TK: Soul-destroying. That just feeds the insecurity that comes with HIV. That [insecurity] is the biggest thing that changed when I became positive: the anxiety around not knowing who knows and what they think about it. It's a game-changer. It affects your self-esteem. My doctor wants me to try meditation to stay on the right [psychological] track, because it's so easy to drown yourself in the negativity that's around. I saw a story the other day from the Evening Standard and he [an HIV-positive man] was saying, "HIV isn't a problem, it's the attitudes around it."
How did you react when you were diagnosed?
TK: My immediate reaction was being numb. I boxed it in and didn't deal with it. I was surprised at how much I didn't know about HIV. It was a struggle because of that.
What education did you have about HIV at school?
TK: None. Literally none whatsoever.
How have you found dating generally since the diagnosis?
TK: I've found it more difficult but a lot of that comes from myself. It's not always other people. It's the worry of what other people will think. If I meet a guy and we get on I won't pursue it because sometimes I presume it's not going to go anywhere. I am learning to deal with my feelings around it and dating.
Have you had any relationships since becoming positive?
TK: No. Before diagnosis I had a three-year relationship and a couple of relationships of six months.
Have people said they were fine with you being positive and then it transpired that they weren't?

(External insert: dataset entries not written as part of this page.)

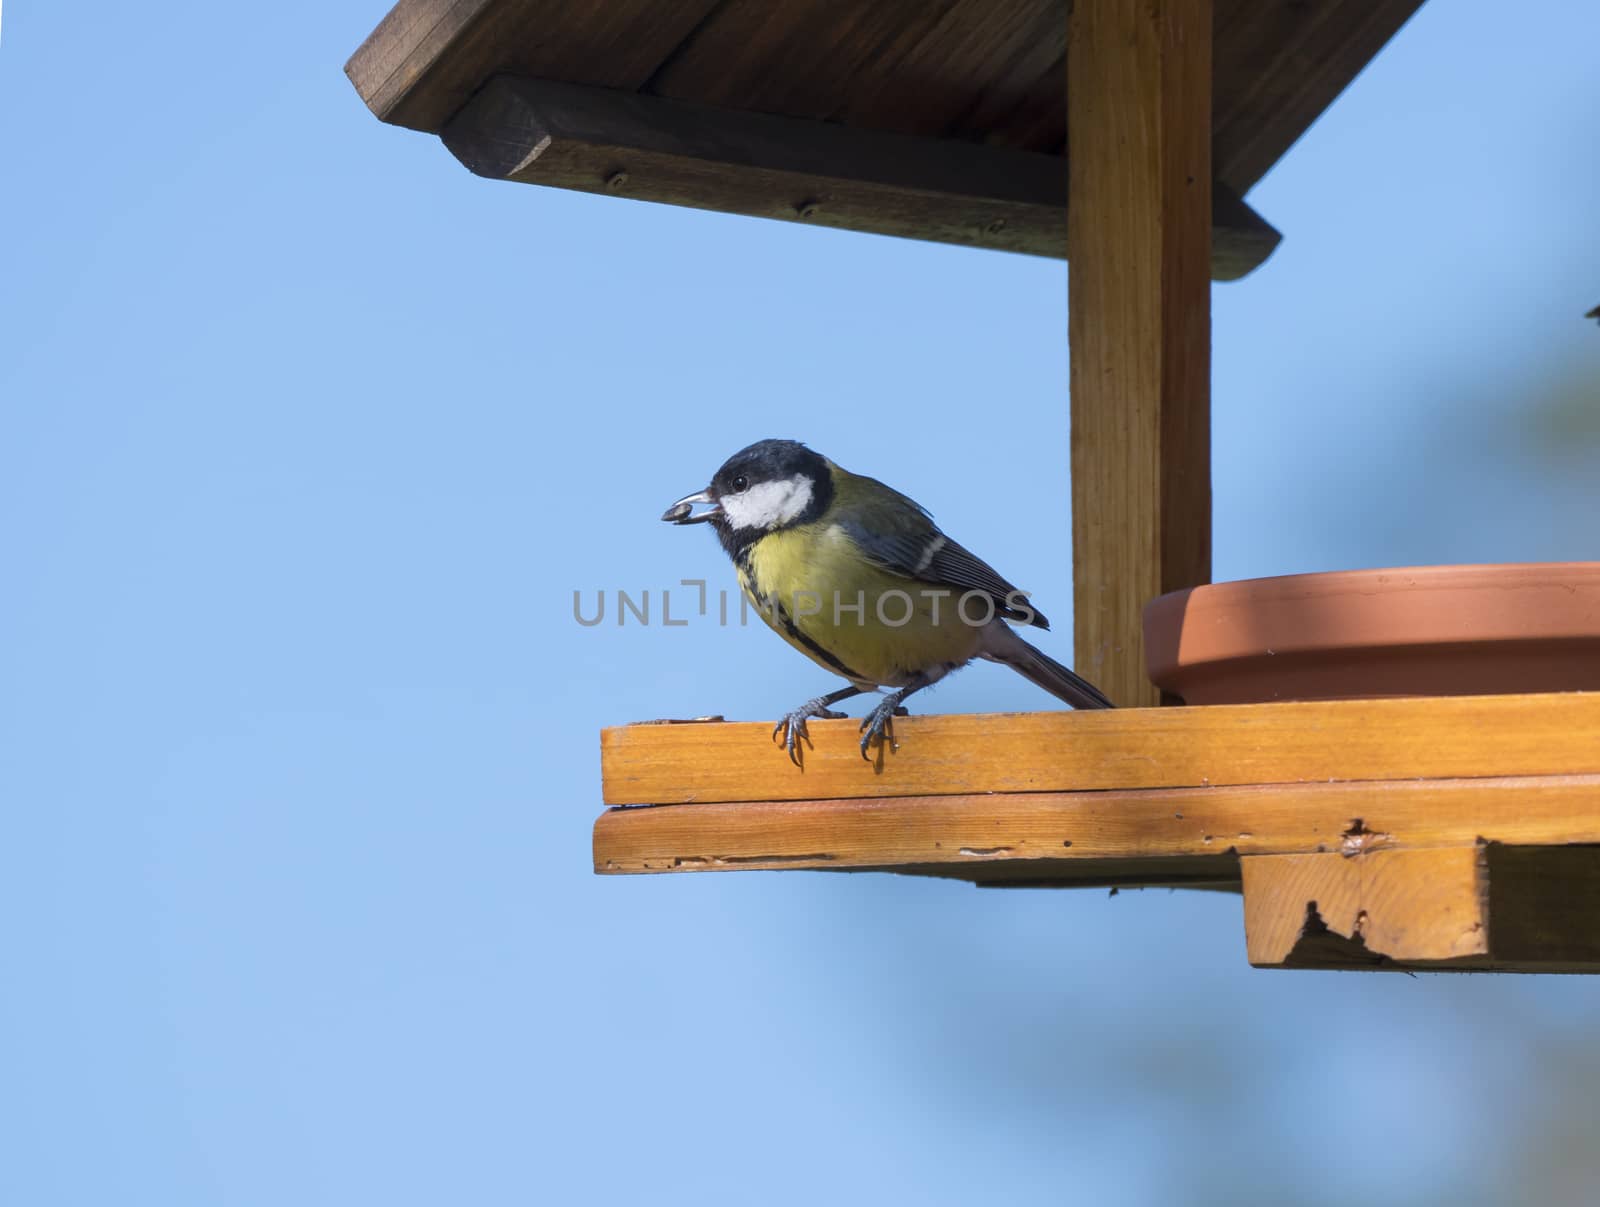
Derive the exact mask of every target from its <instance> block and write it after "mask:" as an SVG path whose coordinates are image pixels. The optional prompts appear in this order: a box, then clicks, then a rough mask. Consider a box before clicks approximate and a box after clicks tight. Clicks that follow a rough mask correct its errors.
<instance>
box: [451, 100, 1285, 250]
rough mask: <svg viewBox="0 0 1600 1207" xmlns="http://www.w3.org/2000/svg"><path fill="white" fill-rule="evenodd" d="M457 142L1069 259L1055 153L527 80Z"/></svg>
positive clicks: (732, 205) (1271, 240)
mask: <svg viewBox="0 0 1600 1207" xmlns="http://www.w3.org/2000/svg"><path fill="white" fill-rule="evenodd" d="M443 139H445V146H448V147H450V150H451V152H453V154H454V155H456V157H458V158H459V160H461V162H462V163H466V165H467V166H469V168H470V170H472V171H475V173H478V174H482V176H490V178H493V179H512V181H520V182H528V184H546V186H554V187H562V189H578V190H582V192H595V194H613V195H622V197H637V198H645V200H654V202H669V203H672V205H688V207H698V208H709V210H720V211H725V213H741V215H750V216H758V218H779V219H786V221H806V223H813V224H819V226H834V227H840V229H848V231H867V232H872V234H890V235H902V237H910V239H930V240H936V242H946V243H962V245H968V247H986V248H997V250H1005V251H1022V253H1029V255H1045V256H1064V255H1067V224H1066V194H1067V173H1066V163H1064V162H1062V160H1061V158H1059V157H1054V155H1040V154H1030V152H1018V150H1003V149H998V147H984V146H978V144H970V142H958V141H950V139H926V138H909V136H902V134H888V133H882V131H870V130H856V128H851V126H843V125H835V123H826V122H805V120H798V118H784V117H768V115H762V114H749V112H741V110H722V109H712V107H707V106H688V104H682V102H674V101H667V99H662V98H653V96H640V94H635V93H629V91H622V90H602V88H586V86H581V85H563V83H557V82H549V80H525V78H517V77H496V78H494V80H491V82H490V85H488V86H485V88H483V90H482V91H480V93H478V94H477V96H474V98H472V101H470V102H469V104H467V106H466V107H464V109H462V110H461V112H459V114H458V115H456V117H454V118H453V120H451V122H450V123H448V125H446V128H445V131H443ZM1218 215H1219V221H1221V223H1222V224H1221V226H1219V227H1218V229H1216V234H1214V239H1213V243H1214V261H1213V263H1214V272H1216V275H1219V277H1221V279H1232V277H1237V275H1242V274H1243V272H1248V271H1250V269H1251V267H1254V266H1256V264H1259V263H1261V261H1262V259H1266V256H1267V255H1270V253H1272V248H1274V247H1275V245H1277V242H1278V234H1277V232H1275V231H1274V229H1272V227H1270V226H1269V224H1267V223H1264V221H1262V219H1261V218H1259V216H1258V215H1256V213H1254V211H1253V210H1250V208H1248V207H1246V205H1245V203H1243V202H1240V200H1238V198H1235V197H1222V200H1221V203H1219V205H1218Z"/></svg>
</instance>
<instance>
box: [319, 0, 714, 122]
mask: <svg viewBox="0 0 1600 1207" xmlns="http://www.w3.org/2000/svg"><path fill="white" fill-rule="evenodd" d="M717 5H718V0H605V2H603V3H582V5H573V3H565V2H563V0H402V2H400V3H397V5H395V6H394V8H392V10H390V11H389V14H387V16H386V18H384V19H382V22H381V24H379V26H378V29H376V30H373V34H371V35H370V37H368V38H366V42H363V43H362V46H360V48H358V50H357V51H355V54H352V56H350V61H349V62H347V64H346V66H344V70H346V75H349V77H350V83H354V85H355V90H357V91H358V93H360V94H362V99H365V101H366V104H368V107H370V109H371V110H373V112H374V114H376V115H378V117H379V118H382V120H384V122H390V123H394V125H402V126H411V128H413V130H426V131H429V133H438V131H440V130H442V128H443V126H445V122H448V120H450V118H451V115H454V114H456V110H459V109H461V106H464V104H466V102H467V98H470V96H472V94H474V93H475V91H477V90H478V88H480V86H483V82H485V80H488V78H490V77H491V75H494V74H498V72H518V74H525V75H538V77H542V78H550V80H570V82H581V83H589V85H595V86H603V88H629V90H637V88H642V86H643V85H645V83H646V82H648V80H650V77H651V75H653V74H654V72H656V70H658V69H659V67H661V64H662V62H664V61H666V59H667V58H669V56H670V54H672V53H674V51H675V50H677V48H678V46H680V45H682V43H683V42H685V38H688V37H690V35H691V34H693V32H694V29H696V27H698V26H699V24H701V22H702V21H706V18H707V16H709V14H712V13H714V11H715V10H717Z"/></svg>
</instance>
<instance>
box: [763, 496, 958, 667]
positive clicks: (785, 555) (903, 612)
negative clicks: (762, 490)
mask: <svg viewBox="0 0 1600 1207" xmlns="http://www.w3.org/2000/svg"><path fill="white" fill-rule="evenodd" d="M739 586H741V587H744V592H746V595H749V599H750V602H752V604H754V605H755V610H757V612H758V615H760V616H762V620H765V621H766V623H768V624H770V626H771V628H773V631H774V632H778V634H779V636H781V637H782V639H784V640H787V642H789V644H790V645H794V647H795V648H797V650H800V652H802V653H805V655H806V656H810V658H811V660H814V661H816V663H818V664H821V666H826V668H827V669H830V671H834V672H835V674H840V676H843V677H845V679H850V680H853V682H858V684H874V685H882V687H898V685H904V684H906V682H909V680H910V677H912V676H915V674H917V672H920V671H928V669H934V668H938V669H939V671H941V672H942V671H944V669H952V668H955V666H962V664H963V663H966V661H970V660H971V658H974V656H976V653H978V645H979V634H981V623H982V620H984V615H982V610H981V608H968V615H966V616H965V618H963V613H962V608H960V592H955V591H950V589H947V587H936V586H931V584H928V583H917V581H915V579H910V578H902V576H899V575H893V573H890V571H888V570H883V568H882V567H880V565H877V563H874V562H870V560H867V559H866V557H862V554H861V551H859V549H856V546H854V543H853V541H851V539H850V538H848V536H846V535H845V533H843V530H840V528H838V527H837V525H832V523H829V522H827V520H821V522H818V523H805V525H798V527H794V528H782V530H779V531H773V533H768V535H766V536H763V538H762V539H758V541H755V543H754V544H752V546H749V549H747V551H746V554H744V557H742V559H741V562H739ZM971 621H978V623H976V624H974V623H971Z"/></svg>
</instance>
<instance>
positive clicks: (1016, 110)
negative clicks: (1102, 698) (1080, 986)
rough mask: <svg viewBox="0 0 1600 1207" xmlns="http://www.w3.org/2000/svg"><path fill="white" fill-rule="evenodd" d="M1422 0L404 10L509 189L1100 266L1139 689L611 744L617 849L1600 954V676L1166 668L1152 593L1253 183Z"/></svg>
mask: <svg viewBox="0 0 1600 1207" xmlns="http://www.w3.org/2000/svg"><path fill="white" fill-rule="evenodd" d="M1419 3H1421V0H1360V2H1358V3H1357V2H1346V3H1341V2H1338V0H1312V2H1307V0H1072V3H1067V0H782V2H781V3H779V2H776V0H592V2H590V3H581V5H574V3H566V2H565V0H562V2H560V3H558V2H557V0H400V2H398V3H397V5H395V6H394V10H392V11H390V13H389V16H386V18H384V19H382V22H381V24H379V26H378V29H376V30H374V32H373V34H371V37H370V38H368V40H366V42H365V43H363V45H362V48H360V50H358V51H357V53H355V54H354V56H352V59H350V62H349V64H347V67H346V70H347V74H349V77H350V80H352V83H354V85H355V88H357V91H358V93H360V94H362V98H363V99H365V101H366V104H368V106H370V107H371V110H373V112H374V114H376V115H378V117H379V118H382V120H384V122H389V123H394V125H402V126H410V128H413V130H421V131H427V133H429V134H437V136H438V138H440V139H442V141H443V144H445V147H448V149H450V152H451V154H453V155H454V157H456V158H458V160H459V162H461V163H462V165H466V166H467V168H469V170H472V171H475V173H478V174H480V176H488V178H493V179H502V181H514V182H520V184H541V186H552V187H560V189H576V190H582V192H589V194H600V195H605V197H610V198H635V200H653V202H667V203H672V205H688V207H698V208H704V210H718V211H726V213H738V215H752V216H762V218H771V219H779V221H789V223H805V224H811V226H832V227H842V229H848V231H862V232H875V234H890V235H902V237H912V239H925V240H934V242H944V243H962V245H968V247H976V248H994V250H1005V251H1021V253H1034V255H1046V256H1067V258H1070V263H1072V271H1070V274H1067V290H1069V304H1067V314H1069V333H1070V346H1072V355H1070V445H1072V463H1070V467H1072V474H1070V482H1072V565H1074V616H1075V660H1074V664H1075V668H1077V671H1078V672H1082V674H1083V676H1086V677H1088V679H1091V680H1093V682H1096V684H1098V685H1099V687H1101V688H1102V690H1106V692H1107V695H1109V696H1110V698H1112V700H1115V701H1117V703H1118V704H1122V706H1123V708H1122V709H1118V711H1114V712H1086V714H1069V712H1048V714H1016V716H984V717H973V716H949V717H910V719H907V720H904V722H898V733H899V740H901V749H899V751H898V752H890V754H885V756H883V757H880V760H878V762H877V764H867V762H864V760H862V759H861V757H859V752H858V748H856V740H858V738H856V725H854V724H853V722H813V724H811V727H810V728H811V733H813V740H814V746H813V748H811V749H808V752H806V762H805V768H803V770H797V768H794V767H792V765H790V764H789V762H787V760H786V757H784V756H782V754H781V752H779V751H778V749H776V748H774V746H773V744H771V740H770V732H771V727H770V724H731V725H730V724H670V725H669V724H662V725H629V727H622V728H611V730H605V732H603V735H602V756H603V757H602V764H603V796H605V804H606V805H610V807H611V808H610V810H608V812H606V813H603V815H602V816H600V820H598V823H597V824H595V850H594V855H595V871H598V872H605V874H611V872H675V871H718V869H723V871H725V869H797V868H805V869H826V871H893V872H909V874H917V876H941V877H952V879H963V880H973V882H976V884H981V885H995V887H998V885H1011V887H1018V885H1064V887H1066V885H1112V887H1115V885H1174V887H1195V888H1229V890H1242V892H1243V898H1245V930H1246V941H1248V951H1250V959H1251V960H1253V962H1256V964H1259V965H1269V967H1338V968H1349V967H1362V968H1373V967H1378V968H1506V970H1552V972H1595V970H1600V693H1594V695H1590V693H1562V695H1520V696H1461V698H1427V700H1422V698H1403V700H1402V698H1392V700H1368V701H1336V703H1274V704H1238V706H1208V708H1158V704H1162V703H1168V704H1170V703H1176V701H1162V698H1160V693H1158V692H1157V690H1155V687H1154V685H1152V684H1150V682H1149V679H1147V677H1146V672H1144V661H1146V660H1144V637H1142V626H1141V613H1142V608H1144V605H1146V604H1147V602H1149V600H1150V599H1154V597H1157V595H1162V594H1166V592H1171V591H1179V589H1184V587H1190V586H1197V584H1202V583H1206V581H1210V576H1211V426H1210V400H1211V362H1210V354H1211V282H1213V280H1234V279H1238V277H1242V275H1245V274H1246V272H1251V271H1253V269H1256V267H1258V266H1261V264H1262V263H1264V261H1266V259H1267V258H1269V256H1270V253H1272V250H1274V247H1277V243H1278V232H1277V231H1275V229H1274V227H1272V226H1270V224H1269V223H1267V221H1266V219H1264V218H1261V216H1259V215H1258V213H1256V211H1254V210H1253V208H1251V207H1250V203H1248V200H1246V194H1248V192H1250V189H1251V187H1253V186H1254V184H1256V182H1258V181H1259V179H1261V178H1262V176H1264V174H1266V171H1267V170H1269V168H1270V166H1272V165H1274V163H1275V162H1277V160H1278V158H1280V157H1282V155H1283V154H1285V152H1286V150H1288V149H1290V147H1291V144H1294V142H1296V139H1299V138H1301V134H1302V133H1304V131H1306V130H1307V128H1309V126H1310V125H1312V122H1315V120H1317V117H1318V115H1320V114H1322V112H1323V110H1325V109H1326V107H1328V106H1330V104H1331V102H1333V101H1334V99H1336V98H1338V94H1339V93H1341V91H1342V90H1344V88H1346V86H1347V85H1349V83H1350V82H1352V80H1354V78H1355V77H1357V75H1358V72H1360V70H1362V69H1363V67H1365V66H1366V64H1368V61H1370V59H1371V58H1373V56H1374V54H1376V53H1378V51H1379V50H1381V48H1382V46H1384V43H1386V42H1387V40H1389V38H1390V37H1392V35H1394V34H1395V32H1397V30H1398V29H1400V27H1402V26H1403V24H1405V21H1406V19H1408V18H1410V16H1411V14H1413V11H1414V10H1416V8H1418V6H1419ZM622 203H624V202H621V200H605V202H597V205H602V207H605V205H622ZM1304 234H1309V235H1310V237H1315V232H1304ZM1064 335H1066V333H1064ZM1064 418H1066V416H1064ZM1062 427H1066V424H1062ZM1029 439H1040V437H1038V435H1037V434H1035V435H1030V437H1029ZM723 451H725V450H720V448H714V447H709V448H707V451H706V455H707V461H709V463H714V461H715V459H717V458H718V456H720V455H722V453H723ZM1062 527H1064V525H1062ZM1062 536H1064V533H1062ZM1038 544H1040V547H1048V546H1050V541H1048V539H1042V541H1040V543H1038ZM1062 544H1066V541H1064V539H1062Z"/></svg>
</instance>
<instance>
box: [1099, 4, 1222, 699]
mask: <svg viewBox="0 0 1600 1207" xmlns="http://www.w3.org/2000/svg"><path fill="white" fill-rule="evenodd" d="M1070 29H1072V38H1070V46H1069V54H1067V126H1069V130H1070V186H1069V208H1067V243H1069V247H1070V248H1074V251H1075V256H1074V259H1072V271H1070V274H1069V301H1067V323H1069V339H1070V349H1072V357H1070V375H1072V575H1074V615H1075V623H1077V634H1075V652H1077V661H1075V664H1074V668H1075V669H1077V671H1078V674H1082V676H1085V677H1088V679H1090V680H1093V682H1094V684H1098V685H1099V687H1101V690H1104V692H1106V693H1107V695H1109V696H1110V698H1112V700H1115V701H1117V703H1118V704H1125V706H1134V704H1155V703H1158V701H1160V695H1158V692H1157V688H1155V687H1154V685H1152V684H1150V682H1149V679H1147V677H1146V674H1144V632H1142V612H1144V605H1146V604H1147V602H1149V600H1150V599H1154V597H1155V595H1160V594H1165V592H1168V591H1178V589H1181V587H1189V586H1197V584H1200V583H1206V581H1210V576H1211V443H1210V442H1211V419H1210V415H1211V411H1210V403H1211V285H1210V277H1211V0H1077V3H1075V5H1074V8H1072V27H1070Z"/></svg>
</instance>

TK: Yeah. I started dating someone last summer, someone I'd known for about four years. He'd liked me all that time, and we started dating and he was always saying, "I'm here for you," but the moment it became a physical relationship? The next day I didn't hear from him again. It was upsetting because we connected on so many levels and we got on, we had a really good foundation in friendship, and it was so sad because I knew how much he liked me. It was so frustrating that he couldn't handle the physical side of it – the worry about the HIV stuff.
What other experiences have you had?
TK: Sometimes when people are HIV negative you can feel like they're holding back around kissing and things, and that's gutting. I've had other HIV-positive people tell me, "Oh, just date other positive people," and I can see their point but that's so sad for me because I don't just want to date other HIV-positive [people]. I can see the logic of it, because you don't have to explain everything all the time, but it's not the way forward, because we don't need to segregate ourselves.
Discrimination can cut both ways. I'm met HIV-positive people who say, "Why go for a negative person? You have to wear condoms, condoms are vile." The thing about having HIV – you stumble across a lot of stupidity.